Imaging a situation where your goal is to retire at 65 with a $500,000 retirement nest egg. But say you start saving and contributing to your retirement fund at age 25 through your company's 401(k) plan. If you investment grows at 6 percent per year, compounded monthly, you will have way more than 500k sitting in your 401(k) retirement account at age 65.
However, the shorter the time you have to save and invest your money, the harder it will be to attain your original goal. Let's say you wait until you turn 35 before you begin saving and investing your money. Assuming everything is equal with the amount you decide to contribute and the investment rate of return you will hypothetically receive, you would end up with only about half of the amount you were hoping to get. Even though it's never too late to start thinking about your retirement, good decisions early on can make your chances of achieving your goals much greater.
Here are some points to consider when you're planning your retirement and investing strategy:
•Make sure to plan for a long life. Average life expectancies have been going up for decades, and many people even live longer than those averages.
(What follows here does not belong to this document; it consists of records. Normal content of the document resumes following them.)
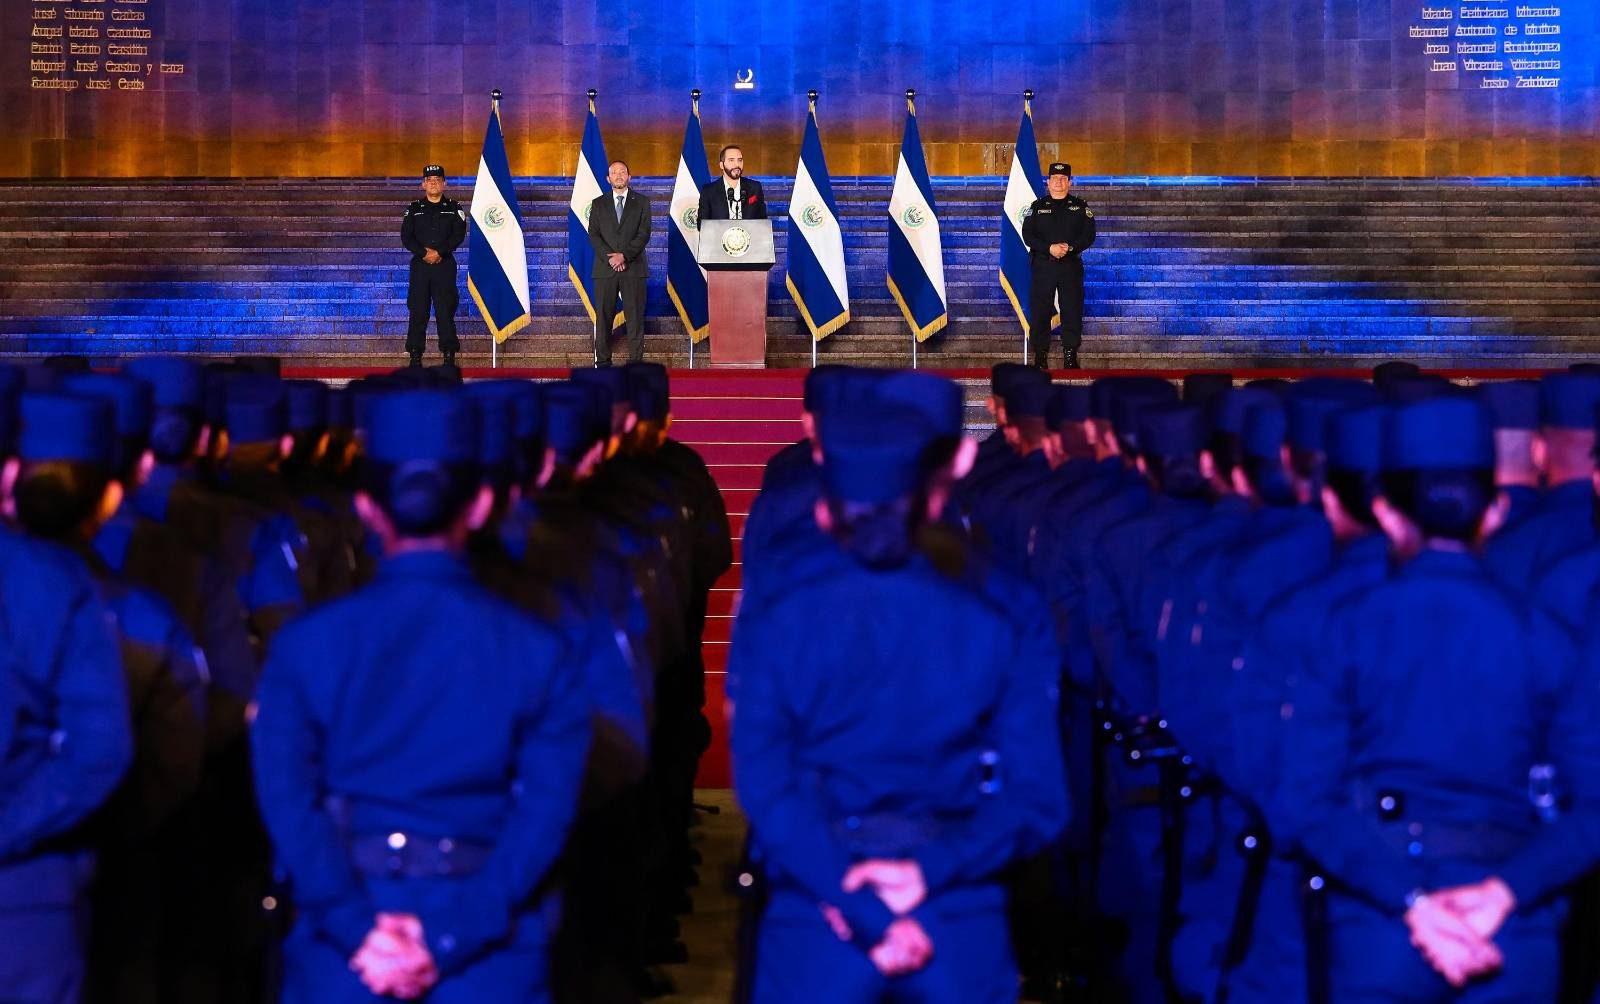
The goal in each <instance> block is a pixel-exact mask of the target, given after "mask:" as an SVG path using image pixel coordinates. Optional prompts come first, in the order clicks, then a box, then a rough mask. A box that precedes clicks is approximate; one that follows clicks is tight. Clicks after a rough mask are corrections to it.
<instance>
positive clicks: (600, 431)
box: [544, 384, 610, 457]
mask: <svg viewBox="0 0 1600 1004" xmlns="http://www.w3.org/2000/svg"><path fill="white" fill-rule="evenodd" d="M594 401H595V396H594V393H589V392H587V390H586V388H584V387H579V385H576V384H555V385H552V387H547V388H546V390H544V441H546V444H549V446H550V449H554V451H555V452H558V454H562V456H565V457H573V456H574V454H579V452H582V451H586V449H589V448H590V446H594V444H595V443H598V441H600V440H602V438H603V436H605V435H606V432H608V430H610V424H608V425H606V430H600V428H597V425H595V417H594Z"/></svg>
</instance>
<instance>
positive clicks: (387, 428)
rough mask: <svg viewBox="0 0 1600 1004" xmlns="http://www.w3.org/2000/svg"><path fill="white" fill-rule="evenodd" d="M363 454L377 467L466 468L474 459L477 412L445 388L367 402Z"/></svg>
mask: <svg viewBox="0 0 1600 1004" xmlns="http://www.w3.org/2000/svg"><path fill="white" fill-rule="evenodd" d="M366 456H368V457H371V459H373V460H378V462H381V464H410V462H414V460H432V462H437V464H470V462H474V460H477V459H478V412H477V409H475V408H474V406H472V401H470V400H467V396H466V395H462V393H456V392H451V390H395V392H392V393H386V395H381V396H378V398H374V400H373V403H371V414H368V420H366Z"/></svg>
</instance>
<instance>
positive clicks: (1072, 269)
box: [1027, 257, 1083, 368]
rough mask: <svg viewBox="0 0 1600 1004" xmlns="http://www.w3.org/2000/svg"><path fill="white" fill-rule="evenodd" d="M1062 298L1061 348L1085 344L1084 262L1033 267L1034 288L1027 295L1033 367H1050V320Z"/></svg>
mask: <svg viewBox="0 0 1600 1004" xmlns="http://www.w3.org/2000/svg"><path fill="white" fill-rule="evenodd" d="M1056 294H1059V296H1061V347H1062V349H1067V350H1075V349H1077V347H1078V345H1082V344H1083V262H1080V261H1078V259H1075V257H1066V259H1062V261H1054V259H1051V261H1050V262H1048V264H1040V262H1035V264H1034V288H1032V291H1030V293H1029V294H1027V350H1029V353H1030V355H1032V357H1034V365H1035V366H1040V368H1045V366H1048V363H1050V318H1051V317H1054V313H1056Z"/></svg>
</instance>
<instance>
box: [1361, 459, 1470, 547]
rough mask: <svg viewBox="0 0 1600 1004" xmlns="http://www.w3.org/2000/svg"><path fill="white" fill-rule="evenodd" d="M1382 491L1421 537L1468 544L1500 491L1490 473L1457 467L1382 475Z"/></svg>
mask: <svg viewBox="0 0 1600 1004" xmlns="http://www.w3.org/2000/svg"><path fill="white" fill-rule="evenodd" d="M1382 491H1384V499H1387V500H1389V504H1390V505H1394V507H1395V508H1398V510H1400V512H1403V513H1405V515H1406V516H1410V518H1411V521H1413V523H1416V524H1418V529H1421V531H1422V534H1424V536H1427V537H1446V539H1450V540H1462V542H1470V540H1472V537H1474V534H1477V531H1478V524H1480V523H1482V521H1483V513H1485V512H1488V507H1490V505H1491V504H1493V502H1494V496H1496V494H1498V491H1499V489H1498V488H1496V486H1494V472H1493V470H1490V468H1477V467H1458V468H1427V470H1390V472H1384V475H1382Z"/></svg>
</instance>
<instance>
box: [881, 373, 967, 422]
mask: <svg viewBox="0 0 1600 1004" xmlns="http://www.w3.org/2000/svg"><path fill="white" fill-rule="evenodd" d="M877 398H878V400H880V401H883V403H886V404H904V406H906V408H910V409H912V411H915V412H918V414H920V416H922V417H923V420H925V422H926V424H928V428H930V430H931V432H933V433H934V435H938V436H944V438H952V436H958V435H962V425H963V419H965V417H966V398H965V396H963V393H962V385H960V384H957V382H955V380H952V379H949V377H942V376H938V374H933V373H920V371H917V369H901V371H898V373H891V374H888V376H885V377H883V379H880V380H878V382H877Z"/></svg>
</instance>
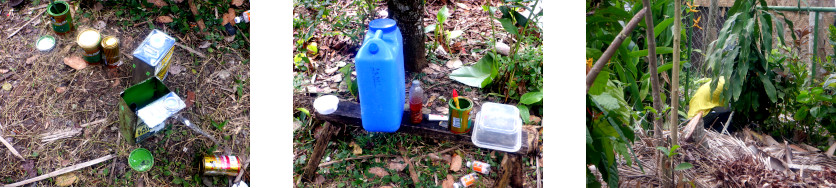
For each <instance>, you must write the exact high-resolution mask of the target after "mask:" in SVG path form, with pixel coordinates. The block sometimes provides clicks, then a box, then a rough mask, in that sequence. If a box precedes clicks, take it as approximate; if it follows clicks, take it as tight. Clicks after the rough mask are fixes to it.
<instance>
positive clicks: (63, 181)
mask: <svg viewBox="0 0 836 188" xmlns="http://www.w3.org/2000/svg"><path fill="white" fill-rule="evenodd" d="M76 181H78V176H76V175H75V173H72V172H71V173H66V174H64V175H60V176H58V177H55V186H58V187H69V186H72V185H73V183H75V182H76Z"/></svg>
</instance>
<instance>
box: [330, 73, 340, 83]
mask: <svg viewBox="0 0 836 188" xmlns="http://www.w3.org/2000/svg"><path fill="white" fill-rule="evenodd" d="M330 80H331V81H333V82H340V81H342V80H343V75H342V74H336V75H334V76H331V78H330Z"/></svg>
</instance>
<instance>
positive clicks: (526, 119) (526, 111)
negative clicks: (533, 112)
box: [517, 104, 531, 124]
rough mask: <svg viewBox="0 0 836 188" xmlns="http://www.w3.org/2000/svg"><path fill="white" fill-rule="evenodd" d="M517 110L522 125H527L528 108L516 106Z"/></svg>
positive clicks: (530, 115) (518, 105)
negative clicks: (520, 119) (521, 123)
mask: <svg viewBox="0 0 836 188" xmlns="http://www.w3.org/2000/svg"><path fill="white" fill-rule="evenodd" d="M517 109H520V117H521V118H522V119H523V123H525V124H528V121H530V120H529V118H530V117H531V115H529V114H528V106H525V105H523V104H518V105H517Z"/></svg>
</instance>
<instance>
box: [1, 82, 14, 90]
mask: <svg viewBox="0 0 836 188" xmlns="http://www.w3.org/2000/svg"><path fill="white" fill-rule="evenodd" d="M3 90H6V91H9V90H12V84H10V83H9V82H6V83H3Z"/></svg>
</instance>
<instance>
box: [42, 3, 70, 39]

•Consider how much time you have before you retire and then invest your money accordingly. Your investments do matter. For instance, if you're retirement is a long way off, and you can stomach some risk, then you might want to consider allocating most of you money in stocks, which may be more volatile, but can offer a higher potential for long-term returns than more conservative investments. But, if you are nearing retirement, you might want to consider allocating you money more in fixed-income investment and focus on preserving your capital.
•Consider the risks of inflation on your retirement savings. When you figure in a number that you'll need to save for retirement, make sure you don't forget that over time the cost of living increases and your money's purchasing power decreases.
The truth about college savings
Saving for a child's higher education definitely requires careful and early planning. The cost of tuition rises even faster than the rate of inflation. That's why getting an early start on college savings plans and vehicles can make a tremendous difference later on and for you and your children. The farther away you have before your children go to college the money you'll be able to take advantage of saving, investing, compounding, and tax efficiency to build a significant college fund. With some tolerance for risk, you may be able to put your money into investments that offer higher growth potential.
Consider these tips:
•Estimate approximately how much it will cost to help your children go through college. Estimate the average cost of tuition for both two-year and four-year public and private colleges and universities.
•Research financial aid packages that can help you pay some of the cost of tuition. Although, there is never a guarantee that you child will be offered financial aid, it is still good to know what option may be available to you.
•Look into state-sponsored education plans that put your money into investments bases on you time frame and financial needs.
•Most importantly, think about prioritizing all your goals, because you may only have one budget but many competing goals. For instance, if you need to save for your retirement and your child's education, what approach will you take?
Investing for something big
At some point you'll probably make a big purchase such as a home or a car you've always wanted. Needless to say, large purchases usually have a shorter time frame to plan for than other financial goals. Because you won't have too much time to invest, you'll have to make sure you work out a budget with your investment dollars wisely. Rather than choosing growth investment that may take some time before you can reap those rewards, you may want to put your money into less volatile investments that are liquid and have some potential to grow.